I was being cute about the speed of light thing.

Similar to the time constant of a capacitor-resistor circuit, t=R*C, the inductance (the coil) has a time Constant. t=L/R, where t is time in seconds, L is the inductance in Henry, R is resistance in Ohms. We don't know what the inductance or time constant is in this direct current circuit. We do know the approximate resistance of the coils. Based on the voltage of 24 volts DC and the typical ITR/IBM time control system, the maximum of 2 amps per circuit is assumed. This includes a master movement wind coil of 43 Ohms (.132 amps), a program magnet coil of 22 Ohms (.545 amps), and sixty-six (66) model type 561-2 secondary coils of 240 Ohms each (* 0.024 amps ea). The lengthy process is to calculate the total resistance of 68 resistances in parallel using the formula of 1/Rtotal = 1/R1+1/R2+1/R3+1/R4+...1/R68. Or we can take a short cut and use Ohms law (R=E/I) that tells us that the total load resistance in this master clock system is the Voltage (24V) divided by the total current, in amps (I=2.0 amps) and is equal 12 Ohms.

**Type Description ___________ 12 Volt 24 volt 12V to 24 V Conversion Resistor**

25 Master's Winding Magnet .273 amps .132 amps 43 ohm 5 watt (actual 3.36 watts)

25 Impulse Accumulator .280 amps .140 amps 43 ohm 5 watt (actual 3.36 watts)

805-2 Program Magnet .545 amps .279 amps 22 ohm 10 watt (actual 6.54 watts)

561 Indicating Clock Movement (20V) *.028 amps. Use R1, 150 ohm 1 watt resistor to

(******20 volt coil measured with 20V applied: I=28 mA) *convert coil from 20 to 24 volts.

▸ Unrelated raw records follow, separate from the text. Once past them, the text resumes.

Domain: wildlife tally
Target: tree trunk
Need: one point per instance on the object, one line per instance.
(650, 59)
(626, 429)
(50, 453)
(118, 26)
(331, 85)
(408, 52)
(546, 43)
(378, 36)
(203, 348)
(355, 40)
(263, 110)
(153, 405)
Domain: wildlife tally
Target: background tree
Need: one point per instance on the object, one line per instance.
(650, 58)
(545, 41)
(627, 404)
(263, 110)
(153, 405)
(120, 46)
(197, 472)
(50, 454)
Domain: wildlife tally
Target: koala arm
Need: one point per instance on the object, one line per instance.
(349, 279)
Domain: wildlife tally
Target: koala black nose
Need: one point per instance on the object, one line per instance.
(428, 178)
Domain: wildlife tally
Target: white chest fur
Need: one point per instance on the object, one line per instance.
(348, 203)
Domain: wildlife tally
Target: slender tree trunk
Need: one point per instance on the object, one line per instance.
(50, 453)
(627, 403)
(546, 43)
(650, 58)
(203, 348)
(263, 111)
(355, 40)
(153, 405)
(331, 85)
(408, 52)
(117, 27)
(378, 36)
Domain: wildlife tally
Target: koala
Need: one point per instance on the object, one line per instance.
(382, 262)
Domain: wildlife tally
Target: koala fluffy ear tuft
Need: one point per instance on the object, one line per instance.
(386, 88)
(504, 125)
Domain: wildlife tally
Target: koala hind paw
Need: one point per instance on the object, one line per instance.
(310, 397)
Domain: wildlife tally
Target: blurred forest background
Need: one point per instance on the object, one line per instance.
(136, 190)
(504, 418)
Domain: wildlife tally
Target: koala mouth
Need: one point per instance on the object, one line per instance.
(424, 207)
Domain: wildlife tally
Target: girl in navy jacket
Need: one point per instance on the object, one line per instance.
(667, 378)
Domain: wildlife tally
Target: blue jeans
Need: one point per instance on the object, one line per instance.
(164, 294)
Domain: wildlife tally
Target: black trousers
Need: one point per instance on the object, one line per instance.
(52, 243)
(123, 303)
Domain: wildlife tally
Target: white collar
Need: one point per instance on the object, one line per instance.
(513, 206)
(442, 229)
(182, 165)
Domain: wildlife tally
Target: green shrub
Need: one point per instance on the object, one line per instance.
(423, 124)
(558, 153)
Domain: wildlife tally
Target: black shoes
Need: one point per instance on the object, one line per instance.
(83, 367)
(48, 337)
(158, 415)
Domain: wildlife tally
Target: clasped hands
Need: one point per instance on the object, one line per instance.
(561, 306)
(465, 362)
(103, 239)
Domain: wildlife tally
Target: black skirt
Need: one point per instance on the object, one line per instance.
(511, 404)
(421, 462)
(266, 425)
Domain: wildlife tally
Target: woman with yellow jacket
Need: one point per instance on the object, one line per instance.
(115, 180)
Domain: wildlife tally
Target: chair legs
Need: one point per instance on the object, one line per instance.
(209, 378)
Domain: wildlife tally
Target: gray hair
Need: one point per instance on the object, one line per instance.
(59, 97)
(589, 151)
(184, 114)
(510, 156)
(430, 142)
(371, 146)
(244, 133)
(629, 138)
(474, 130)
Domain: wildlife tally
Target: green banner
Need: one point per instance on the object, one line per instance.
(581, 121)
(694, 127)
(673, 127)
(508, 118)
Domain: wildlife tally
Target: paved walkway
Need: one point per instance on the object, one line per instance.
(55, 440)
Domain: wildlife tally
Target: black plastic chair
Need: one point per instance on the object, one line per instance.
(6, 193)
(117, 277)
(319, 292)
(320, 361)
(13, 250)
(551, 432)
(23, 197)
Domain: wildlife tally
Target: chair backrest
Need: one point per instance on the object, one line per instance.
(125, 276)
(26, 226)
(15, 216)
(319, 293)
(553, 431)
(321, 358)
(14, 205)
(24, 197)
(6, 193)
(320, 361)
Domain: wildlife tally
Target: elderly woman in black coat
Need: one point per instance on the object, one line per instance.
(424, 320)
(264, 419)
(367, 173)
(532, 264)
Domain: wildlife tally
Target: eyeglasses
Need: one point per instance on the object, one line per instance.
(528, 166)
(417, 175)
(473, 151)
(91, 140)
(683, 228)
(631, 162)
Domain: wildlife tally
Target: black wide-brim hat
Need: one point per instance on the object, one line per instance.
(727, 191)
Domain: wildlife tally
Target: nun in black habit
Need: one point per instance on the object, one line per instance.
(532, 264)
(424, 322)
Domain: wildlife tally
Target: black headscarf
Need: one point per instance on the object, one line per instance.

561-2 Indicating Clock Movement .050 amps .024 amps 240 ohm 1 watt (actual .6 watts)

563-2 Indicating Clock Movement .333 amps .171 amps 36 ohm 5 watt (actual 3.9 watts)

565-2 Indicating Clock Movement .170 amps .085 amps 68 ohm 2 watt (actual 2.1 watts)

569-2 Tower Clock Movement .050 amps .024 amps 240 ohm 1 watt (actual .6 watts)

When the master relay is opened, the magnetic fields of all the coils suddenly collapses, at the speed of light minus the time constance, in seconds, of L/R. (t=L/C) It has been said the counter electromotive force (CEMF) voltage rise is 10 times the applied voltage (so >240 volts?). But I think this CEFM voltage could be higher because of the fast rise time due to the contacts opening. The diode starts conducting when it's junction reaches 0.7 volts and holds the voltage at 0.7 volts, not >240 volts. This is now a two voltage crop series circuit, a voltage drop of 0.7 volts and a voltage drop of >240 volt drop across the 12 Ohm total load resistance. This looks to me to be better way of protecting the contacts than the suggested threshold voltage of 30 volts from the scheme that mxfrank mentioned. So how is the resistor scheme wired? If the resistor is 10 times the load resistor, it would have to be in series to make a difference. A series resistor would certainly slow the decaying CEMF induced, and probably upset the current to all the coils. If the resistor is in parallel to all the coils, the total resistance would be closer to 12 Ohms. Rt-R1*R2/R1+R2 (or 1/Rt=1/R1+1/R2)

The point is; the contacts are subjected to a lower voltage after the the diode switches on, thous reducing the damage from arcing. The slow decay of the CEMF energy does not matter to the contacts because this happens after the contacts are opened. As long as the time constant is shorter than one second. Why? The two second contact, starting at the 59' 10” pulse from the master clock's movement happens every other second so all this starts over and over for about 21 pulses.